How's your lawn mower cutting?

If you're less than happy with how the cut of your lawn looks after mowing, here are a few solutions that may help.

Three of the most common problems are 'step cutting', 'streaking', and 'scalping'. The first thing is to eliminate some of the more obvious possibilities such as making sure the tire pressure is correct on your riding mower, or if new blades were installed, double check that you installed them correctly. Hey, sometimes when going over the obvious basics you'll find a simple mistake has been made that is easy to fix, saving hours of frustration.

Step Cutting

If you see 'steps' or ridges formed along the surface of your lawn its called step cutting. This is normally a result of damage to the deck of the mower or the blade. Inspect the deck shell for any damage that may have thrown the unit out of alignment. Check for loose or bent spindles. Maybe the level of the deck needs to be adjusted. Place the machine on a fairly flat surface and turn the blade so that one of the tips is pointing at you. Measure from the tip of the blade down to the ground. Now go to the other side of the machine and measure from the blade tip to the ground. If the two measurments are within just 1/8" its okay. However, if its off 1/4" or more the level needs correcting.


Thin strips of uncut grass left after mowing, commonly called streaking, can be the result of a number of things. The blades may need sharpening. Depending on what type of mower you have, the speed may be too fast or too slow. Try experimenting with different speeds. Also, decks that are stuffed up with grass clippings will inhibit proper air movement and leave clumps of grass behind effectively 'hiding' streaks of grass from being cut. This will also happen when the grass is too wet. Try making larger overlaps of the cutting rows to ensure all grass is cut.

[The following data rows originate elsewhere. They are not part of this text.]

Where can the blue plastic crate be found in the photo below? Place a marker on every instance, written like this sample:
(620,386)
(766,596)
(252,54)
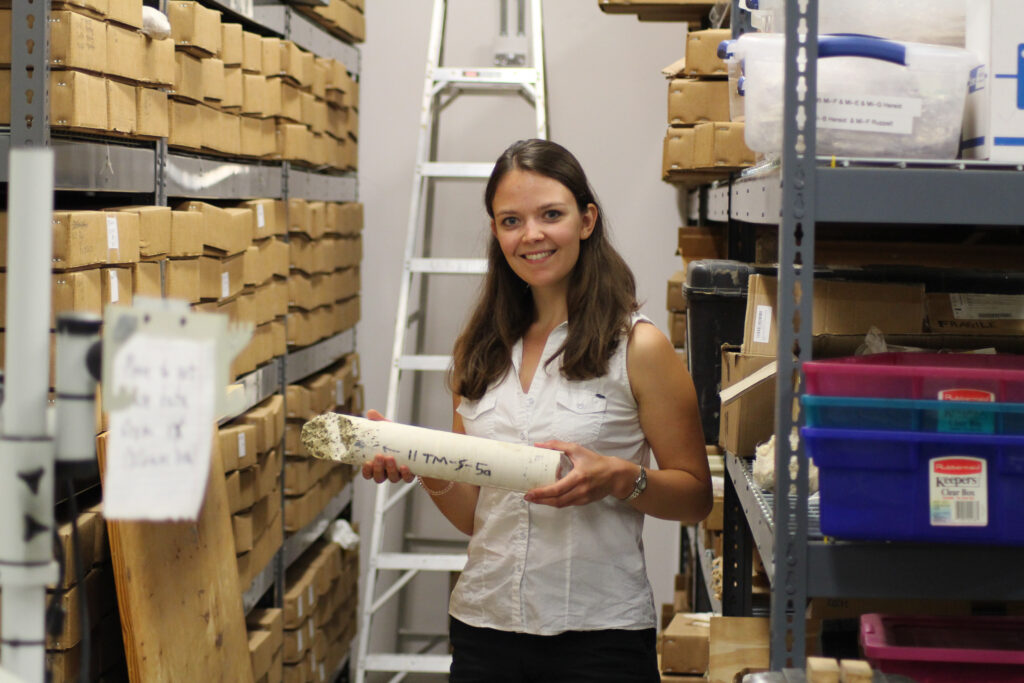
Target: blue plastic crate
(913,415)
(902,485)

Scalping, of course, occurs when the blade is too close to the ground. This can be caused by an uneven lawn, mower deck, or even bouncing. Make sure the deck is raised to an even level all the way around. You may want to try slowing down on particularly uneven or bumpy ground. Some people set the blade low purposely, in order to have more time between cuts. You may end up spending more energy trying to salvage your lawn after its 'burnt' from being too short and laying out in the sun all day.